Barnum was extraordinary at hyping up anything. He could take a seemingly ordinary object and create an amazing back story. He would then feed that story to the press and get droves of people to show up.
When Barnum was younger there were certain times where he let the hype go overboard. By overhyping he lost some credibility with the public and the press. Fortunately for him he was very good at delivering on the hype and getting credibility back.
Delivering on the Hype
I don’t think it’s right to hype or advertise something where you can’t meet or exceed the customers expectations. For the purpose of this article, the word hype and promoting/advertising are one and the same. If you can’t delivery on your promises, don’t hype it.
Here is the interesting part ... I’ve seen more instances of great events not being hyped enough as opposed to over hyped. I honestly think too many events fail because they don’t advertise or promotion enough. Not because the event wasn’t well planned or well executed. If you haven’t already, please read “The Danger of Free Event Thinking.”
Barnum's Never Said "There's a Sucker Born Every Minute." But, he did say and believe this ...
“It is of no advantage to advertise unless you intend to honestly fulfill the promises made in this manner.”
(Barnum Quote - Vitale, p. 103, There’s a Customer Born Every Minute)
He's some important information on one of the most mis-quoted (being that he never said it) lines in history ... The Real Story Behind, "There's a Sucker Born Every Minute."
The Movie Analogy
I think movies are a bit analogous with events. Studios spent a ton of money hyping up their movies. They inundate the market with everything from trailers, to interviews, news coverage, cross promotions, etc.

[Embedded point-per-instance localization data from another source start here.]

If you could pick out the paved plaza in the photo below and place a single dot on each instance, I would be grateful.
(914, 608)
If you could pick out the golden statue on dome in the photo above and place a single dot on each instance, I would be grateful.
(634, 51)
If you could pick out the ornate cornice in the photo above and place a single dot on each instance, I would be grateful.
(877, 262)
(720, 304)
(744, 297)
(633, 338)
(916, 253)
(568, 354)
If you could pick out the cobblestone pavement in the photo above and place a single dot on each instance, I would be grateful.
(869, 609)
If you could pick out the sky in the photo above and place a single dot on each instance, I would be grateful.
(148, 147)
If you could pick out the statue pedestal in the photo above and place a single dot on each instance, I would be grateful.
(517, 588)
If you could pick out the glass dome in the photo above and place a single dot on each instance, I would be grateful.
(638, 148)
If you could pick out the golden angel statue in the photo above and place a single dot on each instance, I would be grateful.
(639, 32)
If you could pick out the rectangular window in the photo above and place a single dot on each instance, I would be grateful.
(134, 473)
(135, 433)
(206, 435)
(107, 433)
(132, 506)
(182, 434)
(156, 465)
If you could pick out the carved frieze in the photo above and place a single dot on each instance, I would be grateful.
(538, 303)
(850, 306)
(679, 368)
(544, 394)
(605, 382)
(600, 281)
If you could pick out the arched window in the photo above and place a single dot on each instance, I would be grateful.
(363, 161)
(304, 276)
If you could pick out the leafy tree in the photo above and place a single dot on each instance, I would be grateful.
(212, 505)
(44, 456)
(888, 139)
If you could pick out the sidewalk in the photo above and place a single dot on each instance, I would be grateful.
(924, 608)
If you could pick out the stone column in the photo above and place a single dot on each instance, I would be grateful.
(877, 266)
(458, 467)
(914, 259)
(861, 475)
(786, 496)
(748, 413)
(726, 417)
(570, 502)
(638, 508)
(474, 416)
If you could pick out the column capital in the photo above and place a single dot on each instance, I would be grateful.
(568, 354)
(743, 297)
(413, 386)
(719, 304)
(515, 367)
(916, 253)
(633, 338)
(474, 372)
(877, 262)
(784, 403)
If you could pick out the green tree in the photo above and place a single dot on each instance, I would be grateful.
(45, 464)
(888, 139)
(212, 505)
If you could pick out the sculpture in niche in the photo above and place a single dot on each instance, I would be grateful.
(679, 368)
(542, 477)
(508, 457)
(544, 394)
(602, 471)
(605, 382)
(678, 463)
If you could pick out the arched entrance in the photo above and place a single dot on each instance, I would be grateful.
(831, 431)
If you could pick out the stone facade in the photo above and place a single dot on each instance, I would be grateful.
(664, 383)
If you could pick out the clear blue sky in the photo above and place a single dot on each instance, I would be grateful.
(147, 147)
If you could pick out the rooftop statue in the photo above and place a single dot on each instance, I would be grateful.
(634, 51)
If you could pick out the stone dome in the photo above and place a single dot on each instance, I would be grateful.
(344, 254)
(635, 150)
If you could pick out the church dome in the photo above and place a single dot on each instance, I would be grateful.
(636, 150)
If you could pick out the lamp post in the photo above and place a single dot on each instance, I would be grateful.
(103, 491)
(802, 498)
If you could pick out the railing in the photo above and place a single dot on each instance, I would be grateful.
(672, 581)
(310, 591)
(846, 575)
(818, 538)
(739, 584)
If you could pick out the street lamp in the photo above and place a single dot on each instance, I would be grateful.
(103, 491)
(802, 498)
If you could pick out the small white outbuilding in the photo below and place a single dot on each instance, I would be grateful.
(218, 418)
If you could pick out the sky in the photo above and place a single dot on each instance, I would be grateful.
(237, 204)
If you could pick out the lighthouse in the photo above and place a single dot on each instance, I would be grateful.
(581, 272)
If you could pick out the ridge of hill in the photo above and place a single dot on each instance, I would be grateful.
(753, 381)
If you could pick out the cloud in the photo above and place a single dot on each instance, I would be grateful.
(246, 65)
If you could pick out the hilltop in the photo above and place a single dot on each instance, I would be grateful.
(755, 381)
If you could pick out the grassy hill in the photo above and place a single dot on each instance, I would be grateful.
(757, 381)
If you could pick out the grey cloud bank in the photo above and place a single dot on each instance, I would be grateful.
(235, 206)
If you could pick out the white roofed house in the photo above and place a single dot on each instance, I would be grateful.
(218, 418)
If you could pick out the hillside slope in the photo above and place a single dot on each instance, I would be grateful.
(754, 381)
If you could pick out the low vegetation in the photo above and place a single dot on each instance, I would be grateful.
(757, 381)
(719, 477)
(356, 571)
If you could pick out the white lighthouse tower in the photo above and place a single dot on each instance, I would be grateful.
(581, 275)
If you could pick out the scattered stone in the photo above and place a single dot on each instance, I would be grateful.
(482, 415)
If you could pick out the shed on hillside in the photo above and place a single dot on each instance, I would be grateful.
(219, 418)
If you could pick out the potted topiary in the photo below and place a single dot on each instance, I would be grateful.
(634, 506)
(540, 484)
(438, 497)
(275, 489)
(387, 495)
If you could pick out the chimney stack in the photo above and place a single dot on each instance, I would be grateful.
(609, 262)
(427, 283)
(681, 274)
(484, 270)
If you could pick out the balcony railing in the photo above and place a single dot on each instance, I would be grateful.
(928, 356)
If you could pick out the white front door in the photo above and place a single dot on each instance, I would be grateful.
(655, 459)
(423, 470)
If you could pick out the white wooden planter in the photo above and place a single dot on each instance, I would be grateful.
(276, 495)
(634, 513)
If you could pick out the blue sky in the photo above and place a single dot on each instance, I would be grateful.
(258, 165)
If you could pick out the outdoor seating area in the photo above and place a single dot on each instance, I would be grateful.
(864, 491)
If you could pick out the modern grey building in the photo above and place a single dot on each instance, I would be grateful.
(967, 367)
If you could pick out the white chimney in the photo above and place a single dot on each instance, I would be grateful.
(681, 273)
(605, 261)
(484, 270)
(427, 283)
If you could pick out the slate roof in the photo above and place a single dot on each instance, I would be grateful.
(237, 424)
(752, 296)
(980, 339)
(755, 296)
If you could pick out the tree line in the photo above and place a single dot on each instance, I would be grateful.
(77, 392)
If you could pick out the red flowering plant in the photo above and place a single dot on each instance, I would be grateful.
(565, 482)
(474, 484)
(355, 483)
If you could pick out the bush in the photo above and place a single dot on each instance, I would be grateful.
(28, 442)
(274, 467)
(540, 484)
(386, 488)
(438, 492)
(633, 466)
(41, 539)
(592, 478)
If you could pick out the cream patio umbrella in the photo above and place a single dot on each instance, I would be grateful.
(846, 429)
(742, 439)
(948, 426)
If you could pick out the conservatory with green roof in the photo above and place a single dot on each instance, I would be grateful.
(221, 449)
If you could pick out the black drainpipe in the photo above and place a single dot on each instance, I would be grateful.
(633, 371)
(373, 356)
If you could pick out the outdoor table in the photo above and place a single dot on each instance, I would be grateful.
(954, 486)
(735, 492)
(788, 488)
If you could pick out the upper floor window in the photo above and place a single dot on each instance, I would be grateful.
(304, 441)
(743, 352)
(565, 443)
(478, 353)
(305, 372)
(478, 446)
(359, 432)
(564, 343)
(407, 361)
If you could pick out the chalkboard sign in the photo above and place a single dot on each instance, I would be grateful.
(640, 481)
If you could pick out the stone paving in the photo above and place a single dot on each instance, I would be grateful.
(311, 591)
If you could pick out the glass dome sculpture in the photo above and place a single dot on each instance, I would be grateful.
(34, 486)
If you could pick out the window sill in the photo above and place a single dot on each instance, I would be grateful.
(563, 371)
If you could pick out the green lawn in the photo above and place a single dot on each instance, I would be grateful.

There is a popular notion that you can get attention by creating more noise than the other person. It’s just a casual observation, but I’ve NEVER heard any of my friends say “That movie was awesome, but they hyped it up way too much.” When a movie doesn’t meet or exceed the public’s expectations, people usually say, “that movie was way over hyped.” The movie analogy is directly applicable to events.
You can never over hype a truly great event that is well planned, well executed, and gives the event attendee EXACTLY what they want ... That's a formula for event success!
If you’re an event organizer or promoter, you owe it to yourself and your audience to hype your event as much as possible.